Engine Down — Demure

Editors note: Wow, check it out, someone else wanted to write about something they love and we let them do that because writing about what you love is so so good. Take it away, Patrick.

Starting off a thinkpiece with “philly’s diy/punk scene is incredibly good” is about as useless as a blogger can be in 2016. That being said: Philly’s punk and DIY/punk scene is the best we’ve had since the DC scene of the 90s-00s. We’re finally getting back to the point where house shows are the norm, labels can be made in basements, and billboard charting status can be achieved by hustling and just being fucking good at your instruments. This is truly a great time to be alive, fam.

If there’s anything to huff and puff about regarding the Philly scene, it’s that it is so fresh and exciting that it seems like it’s erasing the history of those once great scenes, much like the DC one. While DC and Revolution Summer was often seen as a touchstone for music that would come to pass in the genre, Philly is reinventing the entire dang book, making those previous scenes seem like a distant memory more and more with every EP that gets self-released to Bandcamp.

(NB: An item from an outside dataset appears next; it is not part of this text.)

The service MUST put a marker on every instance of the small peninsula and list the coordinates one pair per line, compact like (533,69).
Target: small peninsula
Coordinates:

So let’s flashback to 2002 in DC, or more specifically, Richmond.

If there is any band from the Philly scene that’s comparable to Engine Down, it’s probably Restorations: Not hooky or anthemic enough to be as instantly recognizable as your Menzingers and Hop Alongs of the scene and not chunky or noisy enough to be embraced by the heavier crowds like Fight Amp.

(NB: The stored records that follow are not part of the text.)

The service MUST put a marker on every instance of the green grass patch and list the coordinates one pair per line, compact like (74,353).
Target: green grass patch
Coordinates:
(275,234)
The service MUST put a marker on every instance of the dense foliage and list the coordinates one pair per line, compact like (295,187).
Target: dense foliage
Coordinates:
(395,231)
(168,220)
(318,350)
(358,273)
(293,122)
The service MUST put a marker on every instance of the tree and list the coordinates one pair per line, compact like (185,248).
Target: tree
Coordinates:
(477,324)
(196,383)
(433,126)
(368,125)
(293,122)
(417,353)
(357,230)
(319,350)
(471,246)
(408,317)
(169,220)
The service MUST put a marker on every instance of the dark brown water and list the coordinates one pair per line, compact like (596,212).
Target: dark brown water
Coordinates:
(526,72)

As if lacking Fugazi’s political lean and penchant for shout-alongs or Nation of Ulysses’ abrasiveness wasn’t enough of a foot shot, Engine Down also had the misfortune of coming around about a decade too late. The band released their first album just two years before Fugazi released their last and Engine Down broke up only two years after Fugazi. No one gives a motherfuck about Bush, a genuinely dope band, because they rode the coat tails of Nirvana and the grunge scene long after it had been established. The same could be said for Engine Down. The scene, simply enough, had grown up by the time Keeley Davis and Co. came about. This is coupled by the fact that Engine Down’s early material, much like Restorations’, leaves little to be desired and didn’t show any signs of what would come. Don’t @ me.

All pessimism aside: Engine Down is my favorite band of all time. Fuck what you heard, there wasn’t a more important song to come out of the Beltway than “Second of February.” Okayyyyy, maybe “Give Me the Cure,” if I allow myself to be real. But seriously, the fact that 2002’s “Demure” will go down as the album that post-hardcore bros in the 2010s cite as highly influential in magazines like Alt Press almost across the board, yet was released on a label that’s claim to fame is a few casual Frodus records, is genuinely baffling.

If you like Radiohead when they remembered how to hold a guitar like a guitar and not like a cello, go pick up “Demure.” If you like Circa Survive, go pick up “Demure.” If you like the non-brocore Moving Mountains records, go pick up “Demure.” If you like Sparta, go pi….hahahaha okay sorry I forgot no one liked Sparta. Side note while carving figures out of Lone Stars and lamenting about flat circles: Keeley Davis is on Sparta’s only remotely listenable album and replaced Sparta’s frontman in this year’s At the Drive In reunion. Get you a man that can do both.

No one could quite mix the discord (DC punk heads drink) and energy of the instrumentation with the melancholy and fragility of the vocals quite like Engine Down. There’s something to be said for the art of the slowburn. Engine Down Van Gogh’d the shit out of that entire sentiment and bottled it for retail on one perfect disk of ten songs.

I’ll leave you with my favorite song off my favorite album: “Overrated.” It is the Queen Bee of the most important metric of all: LMSU (Lyrics to MySpace Status Updates). “Can I push this pin too hard, to take this point too far?” Fuck me the heck up fam. “I gave your time away to the first smile come my way.” FUCK ME THE HECK UP FAM. Another important metric: hours spent as a youth trying to nail Keeley’s guitar tone for the main riff of the song. Through the roof. I think that’s why the band was so important to me. People talk about how Blink 182’s legacy can be attributed to how relatable the songs are and how anyone could pick up an instrument and play those songs better than Blink themselves in about 30 minutes time. Engine Down encapsulates this feeling to a point, especially on “Overrated,” but turns the screw enough to where you’ll never quite nail what they achieved 100%. That’s a legacy if I’ve ever heard of one.

There will always be scenes to come and go for as long as guitar music remains relevant (like another two years probably). It’s important to look past the Menzingers and the Fugazis of these scenes and remember the Restorations and the Engine Downs. More often that not, they’re the true sign of what’s to come with the next wave. I might forget about Steady Diet of Nothing or Rented World. I’m never forgetting Demure.

Patrick is great. Patrick is correct about a lot of things in this article.